Cook, like others involved in treatment and criminal justice, recognizes that with an ever-expanding jail population and drug problem, the solution isn’t merely jail vs. treatment space.

“It’s a combination of both. And, right now, we don’t have either. We don’t have jail beds, and we don’t have enough treatment inside the facility or in the community to help out.”

The county currently contracts residential treatment with 16 agencies and 30 different programs in the valley. But Patrick Fleming, director of Salt Lake County substance-abuse services, sees the problem as just being too little of a good thing.

“We have 370 beds for residential and detox services and a four-month-long waiting list,” Fleming says. “People tend to re-offend when they wait that long.” Fleming intends on proposing the County Council earmark enough money to nearly double the county’s existing residential bed space, adding 320 more slots. Estimated price tag: $13 million. It’s a heavy investment, with Fleming acknowledging residential treatment isn’t a cure-all, but just another piece of the criminal-justice formula.

“The judges a lot of times don’t feel comfortable putting some [offenders] into community-based treatment,” Fleming says. “So they feel safer putting them into county jail. The piece that’s got to happen is that treatment starts when they are in jail and continues on when they are released into the community.”

This kind of holistic approach, Fleming says, means increasing continuous-treatment options, providing inmates with good job skills and finding them a place to land when they get out of jail.

Increasing the variety of community-treatment options, Fleming says, can help best match programming for different individuals, like addicted mothers.

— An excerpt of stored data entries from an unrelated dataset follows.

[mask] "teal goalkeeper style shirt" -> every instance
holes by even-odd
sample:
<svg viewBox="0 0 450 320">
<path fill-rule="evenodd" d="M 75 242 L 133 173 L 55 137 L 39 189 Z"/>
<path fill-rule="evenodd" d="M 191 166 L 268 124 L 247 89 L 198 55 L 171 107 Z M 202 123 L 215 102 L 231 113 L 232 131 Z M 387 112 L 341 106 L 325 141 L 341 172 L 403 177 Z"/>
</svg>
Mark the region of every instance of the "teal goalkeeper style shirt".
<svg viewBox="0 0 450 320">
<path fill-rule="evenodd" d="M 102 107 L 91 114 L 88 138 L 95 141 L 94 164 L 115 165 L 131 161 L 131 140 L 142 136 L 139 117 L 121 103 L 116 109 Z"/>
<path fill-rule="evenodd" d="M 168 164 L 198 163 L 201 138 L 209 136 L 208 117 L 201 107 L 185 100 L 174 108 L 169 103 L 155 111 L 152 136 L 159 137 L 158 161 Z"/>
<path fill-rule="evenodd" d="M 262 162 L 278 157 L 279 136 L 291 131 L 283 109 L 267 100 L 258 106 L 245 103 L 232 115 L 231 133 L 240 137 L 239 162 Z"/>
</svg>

“If you put a mom with two kids inside a county jail for a year, it will cost $30,000 and $32,000 for foster care for each child—and what you have is a family ripped apart, with all the socialization problems that come with it,” Fleming says. “Families are still the best way to raise kids, so how about if we just expand women’s treatment. Keeping a mom in treatment for a year, getting her vocational skills and in stable housing will run us about a third of the cost.”